Indeed, the difficult absorption that Moroccan Jews experienced in Israel left a bad impression on their relatives who remained in Morocco, who consequently lost much of their enthusiasm for Zionism. The number of applicants for immigration declined, among both the wealthy and the poorer segments of the population. Improvement in the status of Jews under French rule in Morocco in the early 1950s further diminished the incentive to move to Israel. As a result, when the Jewish state again sought to encourage the large-scale aliya of Moroccan Jews in 1953, they were no longer in such a hurry to immigrate. “When Israel eased the limitations, and even tried in different ways to bring about the immigration of entire villages… they were unsuccessful.

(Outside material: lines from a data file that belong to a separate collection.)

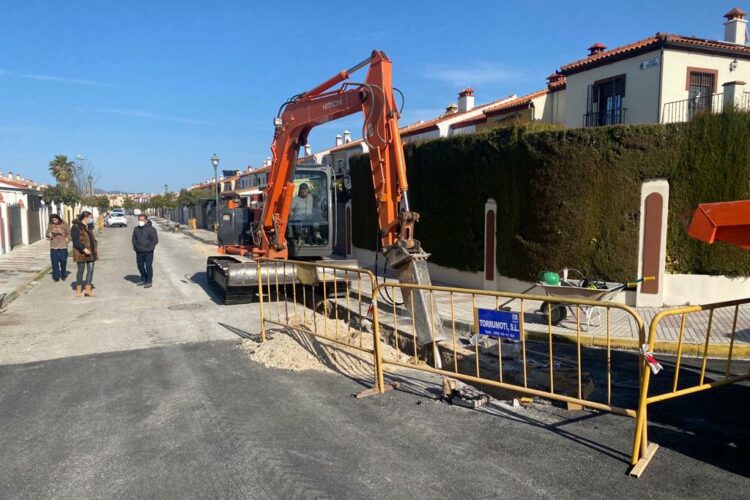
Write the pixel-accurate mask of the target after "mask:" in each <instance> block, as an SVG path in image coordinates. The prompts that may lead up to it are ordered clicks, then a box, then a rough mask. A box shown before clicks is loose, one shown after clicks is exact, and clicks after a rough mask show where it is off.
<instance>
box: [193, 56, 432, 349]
mask: <svg viewBox="0 0 750 500" xmlns="http://www.w3.org/2000/svg"><path fill="white" fill-rule="evenodd" d="M391 64H392V63H391V61H390V59H388V57H387V56H386V55H385V54H384V53H383V52H381V51H377V50H375V51H373V52H372V54H371V55H370V57H369V58H367V59H365V60H363V61H362V62H360V63H358V64H356V65H355V66H353V67H351V68H350V69H347V70H344V71H340V72H339V73H337V74H335V75H334V76H332V77H331V78H329V79H328V80H326V81H325V82H323V83H321V84H320V85H318V86H316V87H314V88H312V89H310V90H308V91H306V92H303V93H301V94H298V95H295V96H294V97H292V98H291V99H289V100H287V101H286V102H285V103H284V104H283V105H282V107H281V108H280V110H279V113H278V115H277V116H276V118H275V119H274V129H275V132H274V138H273V143H272V146H271V151H272V153H273V157H272V162H271V168H270V175H269V178H268V184H267V186H266V188H265V190H264V192H263V198H264V199H263V208H262V210H260V209H250V208H247V207H241V206H238V205H237V204H236V203H233V204H228V206H227V208H224V209H223V210H222V211H221V219H220V224H219V245H220V247H219V253H220V254H222V255H219V256H215V257H209V258H208V264H207V273H208V277H209V281H211V282H212V283H213V284H215V285H216V286H217V287H218V288H219V289H220V290H221V291H222V292H223V293H224V298H225V303H240V302H248V301H249V300H252V298H253V297H254V294H255V293H256V292H257V286H258V279H257V266H256V264H255V260H256V259H260V258H269V259H287V258H295V259H319V258H325V257H327V256H329V255H327V254H330V245H329V246H326V245H325V242H326V241H328V240H329V239H330V238H329V237H328V234H327V228H328V226H329V224H328V223H329V222H330V220H331V219H330V214H331V212H332V210H331V205H330V198H331V197H330V196H328V197H326V188H324V187H320V186H323V185H325V181H324V179H323V178H322V177H321V175H322V174H321V169H318V171H317V173H316V171H315V170H316V169H315V168H312V169H311V168H309V167H306V166H304V165H297V159H298V157H299V151H300V148H301V147H304V145H305V144H306V143H307V137H308V135H309V133H310V131H311V130H312V129H313V128H314V127H316V126H318V125H322V124H324V123H327V122H330V121H333V120H337V119H339V118H343V117H345V116H348V115H352V114H354V113H359V112H361V113H363V115H364V124H363V127H362V139H363V141H364V142H365V144H366V145H367V147H368V150H369V157H370V172H371V174H372V183H373V187H374V191H375V200H374V201H375V203H376V206H377V214H378V227H379V233H378V235H379V238H380V248H381V251H382V253H383V254H384V256H385V258H386V261H387V262H388V264H389V265H390V266H391V268H393V269H394V270H395V271H396V272H397V274H398V279H399V281H401V282H403V283H415V284H430V277H429V272H428V270H427V263H426V262H427V258H428V257H429V254H427V253H426V252H424V251H423V250H422V248H421V245H420V243H419V241H417V240H415V239H414V224H415V223H416V222H418V221H419V214H418V213H417V212H414V211H412V210H411V207H410V206H409V197H408V190H409V183H408V180H407V176H406V162H405V160H404V154H403V148H402V143H401V136H400V134H399V126H398V118H399V109H398V107H397V106H396V100H395V97H394V87H393V84H392V78H391ZM368 66H369V70H368V72H367V76H366V77H365V79H364V81H363V82H361V83H355V82H352V81H349V79H350V77H351V75H352V74H353V73H355V72H357V71H358V70H360V69H362V68H365V67H368ZM316 175H317V176H318V177H315V176H316ZM315 179H320V182H312V180H315ZM295 181H296V182H295ZM329 185H330V184H329ZM316 188H317V189H316ZM295 190H296V192H295ZM310 190H312V191H317V198H316V197H315V196H314V194H315V193H313V196H312V198H311V200H308V196H310V195H309V194H308V191H310ZM303 195H304V196H305V197H304V198H303ZM326 200H328V201H326ZM295 205H298V206H295ZM300 207H302V209H306V210H307V211H308V212H309V214H308V215H309V217H308V218H307V222H306V223H303V222H300V221H295V220H294V217H292V220H291V221H290V216H294V213H295V212H297V211H298V210H296V209H297V208H300ZM315 214H317V215H315ZM311 220H312V221H311ZM337 263H338V262H337ZM289 267H290V268H291V267H292V266H289ZM291 278H293V279H294V277H291ZM428 300H429V299H428V298H427V294H422V293H414V294H413V298H412V299H410V300H408V301H407V304H406V306H407V307H408V308H409V309H412V308H413V310H414V315H415V317H416V318H417V321H418V322H419V323H423V322H424V324H423V325H421V326H422V327H421V328H420V325H417V326H418V328H417V330H418V331H421V332H423V334H422V336H421V337H420V339H419V340H420V343H428V342H434V341H436V340H441V339H442V338H438V337H442V336H443V335H442V327H441V324H440V320H439V318H433V319H432V321H430V319H428V316H429V315H428V309H429V305H430V304H429V302H428ZM430 322H432V327H430V324H429V323H430Z"/></svg>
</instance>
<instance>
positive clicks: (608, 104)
mask: <svg viewBox="0 0 750 500" xmlns="http://www.w3.org/2000/svg"><path fill="white" fill-rule="evenodd" d="M587 92H588V95H587V99H586V102H587V104H586V114H585V115H584V126H586V127H596V126H600V125H617V124H621V123H624V119H625V108H624V107H623V105H622V104H623V98H624V97H625V75H618V76H615V77H611V78H607V79H605V80H599V81H596V82H594V83H593V84H591V85H589V86H588V90H587Z"/></svg>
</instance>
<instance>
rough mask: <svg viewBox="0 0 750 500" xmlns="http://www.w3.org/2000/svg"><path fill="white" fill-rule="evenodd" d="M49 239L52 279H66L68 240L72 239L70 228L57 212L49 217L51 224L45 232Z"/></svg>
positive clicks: (67, 254) (67, 251)
mask: <svg viewBox="0 0 750 500" xmlns="http://www.w3.org/2000/svg"><path fill="white" fill-rule="evenodd" d="M45 235H46V236H47V239H48V240H49V248H50V250H49V254H50V260H51V261H52V279H53V280H54V281H60V280H63V281H65V280H66V279H67V278H68V271H67V269H66V268H67V265H68V241H70V229H69V228H68V225H67V224H65V221H63V220H62V217H60V216H59V215H57V214H52V215H51V216H50V218H49V226H47V232H46V233H45Z"/></svg>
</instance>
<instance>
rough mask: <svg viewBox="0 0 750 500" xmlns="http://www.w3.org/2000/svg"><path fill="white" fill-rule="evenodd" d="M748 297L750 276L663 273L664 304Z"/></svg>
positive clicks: (707, 301) (682, 302) (722, 299)
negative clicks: (734, 276)
mask: <svg viewBox="0 0 750 500" xmlns="http://www.w3.org/2000/svg"><path fill="white" fill-rule="evenodd" d="M749 297H750V277H747V276H744V277H737V278H729V277H727V276H708V275H704V274H666V275H664V305H668V306H682V305H694V304H710V303H712V302H723V301H726V300H735V299H746V298H749Z"/></svg>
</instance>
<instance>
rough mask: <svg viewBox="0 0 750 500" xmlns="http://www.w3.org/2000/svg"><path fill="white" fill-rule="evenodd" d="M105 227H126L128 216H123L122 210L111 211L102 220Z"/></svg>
mask: <svg viewBox="0 0 750 500" xmlns="http://www.w3.org/2000/svg"><path fill="white" fill-rule="evenodd" d="M104 222H105V223H106V224H107V227H115V226H117V227H128V218H127V217H125V213H124V212H112V213H111V214H109V215H108V216H107V218H106V219H105V220H104Z"/></svg>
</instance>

Neither the religious and Zionist elites nor the broader Jewish public stopped identifying with the Jewish state, but an awareness had grown of the difference between the Zionist ideal and its realization in practice….”
Tzur’s measured analysis in A Torn Community injects a needed sense of balance into the acrid debate which has dominated discussions about the origins of the ethnic divide in Israeli society. He avoids sweeping accusations against the Ashkenazi “establishment,” and offers none of the apologies for Israel’s treatment of Sephardim in the state’s early years which until recently were a commonplace of Israeli discourse. Rather, he portrays a Zionism that was not free of prejudices or injustice, but was nonetheless motivated by a sincere desire to foster solidarity among the disparate parts of a long-dispersed nation. The immigration of Moroccan Jewry to Israel was not part of a conspiracy to import cheap labor, but rather an intensive effort to gather the Jewish exiles into a state of their own—a dream that was shared by both the Ashkenazi leadership and the Jewish community of Morocco.
A Torn Community, like Tzur’s previous works, reveals the author’s impressive ability to sketch a broad picture without skimping on the complexity of the details. Combining the tools of sociological analysis with those of a first-rate historian, Tzur paints a portrait of one diaspora community during a brief but fateful period, and in the process sheds light on some of the most divisive questions regarding the history of the Jews in the twentieth century. A Torn Community is therefore indispensable for any serious discussion of the relationship between Ashkenazim and Sephardim in Israel and in the diaspora.
Avi Picard is a doctoral student at Ben-Gurion University in Beersheva.